Una disputa entre dos familias de Chimbas escaló hasta un nivel de violencia que encendió las alarmas judiciales y policiales. El caso, que incluye amenazas agravadas, presuntos disparos y el uso de bombas Molotov contra viviendas rivales, expone una conflictividad que ya trascendió el plano barrial y quedó bajo la órbita de la Justicia.
Este jueves, la Policía llevó adelante allanamientos en distintos domicilios de Chimbas y Santa Lucía, en un procedimiento coordinado por la División UFI Genérica. La intervención dejó como saldo cinco personas detenidas, todas vinculadas a las familias Maurín y Vargas.
Entre los apresados figuran Elías, Francisco, Rodrigo y Marianela Maurín Vargas. Además, fue detenida Delfina Aballay en el barrio Colón. Según la información oficial, los procedimientos también permitieron el secuestro de armas y otros elementos de interés para la causa.
El material incautado incluye pistolas calibre 9 y un revólver .38, que ahora serán sometidos a peritajes para establecer si se trata de las armas utilizadas durante los ataques. Ese análisis será clave para fortalecer o descartar la hipótesis que manejan los investigadores.
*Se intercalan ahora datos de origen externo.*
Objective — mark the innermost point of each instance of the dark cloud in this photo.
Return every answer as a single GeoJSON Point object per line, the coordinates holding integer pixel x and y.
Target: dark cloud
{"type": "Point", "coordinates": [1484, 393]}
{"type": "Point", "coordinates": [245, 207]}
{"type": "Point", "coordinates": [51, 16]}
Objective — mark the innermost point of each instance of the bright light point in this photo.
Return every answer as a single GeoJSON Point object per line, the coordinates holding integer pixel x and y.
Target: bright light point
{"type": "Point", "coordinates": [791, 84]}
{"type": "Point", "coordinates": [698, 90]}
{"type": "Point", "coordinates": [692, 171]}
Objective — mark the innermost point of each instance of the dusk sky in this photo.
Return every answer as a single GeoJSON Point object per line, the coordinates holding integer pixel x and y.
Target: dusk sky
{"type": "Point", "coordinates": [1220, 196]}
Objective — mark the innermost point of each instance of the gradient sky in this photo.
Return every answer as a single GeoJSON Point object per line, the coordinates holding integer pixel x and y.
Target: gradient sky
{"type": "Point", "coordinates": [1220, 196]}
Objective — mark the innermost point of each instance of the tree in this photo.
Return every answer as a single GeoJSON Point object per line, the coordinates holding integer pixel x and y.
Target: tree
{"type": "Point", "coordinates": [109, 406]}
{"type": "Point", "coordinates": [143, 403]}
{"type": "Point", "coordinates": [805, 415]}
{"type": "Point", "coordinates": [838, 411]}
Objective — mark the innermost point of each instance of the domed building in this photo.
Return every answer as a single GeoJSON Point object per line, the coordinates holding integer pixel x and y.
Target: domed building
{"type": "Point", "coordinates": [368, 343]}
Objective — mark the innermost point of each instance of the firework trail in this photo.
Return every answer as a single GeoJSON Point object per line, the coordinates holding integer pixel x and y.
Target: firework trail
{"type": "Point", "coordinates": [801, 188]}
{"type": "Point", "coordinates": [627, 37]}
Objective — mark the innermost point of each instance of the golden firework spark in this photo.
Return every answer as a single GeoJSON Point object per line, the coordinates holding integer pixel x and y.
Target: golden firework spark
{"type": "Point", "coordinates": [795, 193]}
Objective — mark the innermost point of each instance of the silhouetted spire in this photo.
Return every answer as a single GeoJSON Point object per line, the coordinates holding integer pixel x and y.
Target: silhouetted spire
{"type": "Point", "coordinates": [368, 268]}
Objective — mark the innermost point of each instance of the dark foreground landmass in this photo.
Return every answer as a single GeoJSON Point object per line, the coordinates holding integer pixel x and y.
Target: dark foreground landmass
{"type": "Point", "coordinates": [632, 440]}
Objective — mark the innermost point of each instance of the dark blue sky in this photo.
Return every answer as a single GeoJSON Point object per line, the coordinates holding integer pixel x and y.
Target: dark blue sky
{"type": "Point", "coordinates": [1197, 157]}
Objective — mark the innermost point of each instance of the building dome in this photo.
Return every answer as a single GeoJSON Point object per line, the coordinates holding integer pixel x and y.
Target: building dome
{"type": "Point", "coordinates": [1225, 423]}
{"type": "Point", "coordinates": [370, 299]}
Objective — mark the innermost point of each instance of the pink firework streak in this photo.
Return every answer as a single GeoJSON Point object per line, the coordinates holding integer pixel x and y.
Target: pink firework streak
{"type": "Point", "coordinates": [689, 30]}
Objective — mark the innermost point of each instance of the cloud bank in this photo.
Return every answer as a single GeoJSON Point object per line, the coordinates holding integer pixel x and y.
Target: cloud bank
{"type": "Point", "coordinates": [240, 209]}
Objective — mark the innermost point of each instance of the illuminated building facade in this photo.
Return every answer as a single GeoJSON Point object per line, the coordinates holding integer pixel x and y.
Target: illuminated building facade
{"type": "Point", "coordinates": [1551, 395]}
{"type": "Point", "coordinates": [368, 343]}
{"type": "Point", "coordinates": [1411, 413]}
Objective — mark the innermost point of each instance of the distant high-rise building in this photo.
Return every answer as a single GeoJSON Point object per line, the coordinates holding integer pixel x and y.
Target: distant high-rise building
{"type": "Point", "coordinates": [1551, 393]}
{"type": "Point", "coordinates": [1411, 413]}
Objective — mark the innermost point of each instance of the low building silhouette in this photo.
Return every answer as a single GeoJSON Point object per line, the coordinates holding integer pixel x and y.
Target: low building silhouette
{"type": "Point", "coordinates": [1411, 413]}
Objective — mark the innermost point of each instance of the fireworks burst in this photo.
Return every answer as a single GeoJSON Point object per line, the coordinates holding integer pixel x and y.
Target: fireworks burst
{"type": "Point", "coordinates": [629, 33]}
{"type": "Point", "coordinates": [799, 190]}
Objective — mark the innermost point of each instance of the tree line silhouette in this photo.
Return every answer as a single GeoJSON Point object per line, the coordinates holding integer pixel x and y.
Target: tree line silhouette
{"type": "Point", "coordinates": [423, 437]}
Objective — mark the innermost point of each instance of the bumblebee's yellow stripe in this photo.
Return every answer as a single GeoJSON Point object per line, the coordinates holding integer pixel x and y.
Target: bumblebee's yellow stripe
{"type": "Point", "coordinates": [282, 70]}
Con los detenidos a disposición judicial, la causa avanza hacia una definición sobre su situación procesal. Más allá de los arrestos, el episodio deja en evidencia la gravedad de un conflicto que puso en riesgo a familias enteras y obligó a una respuesta inmediata del Estado para intentar frenar una escalada que amenazaba con seguir creciendo.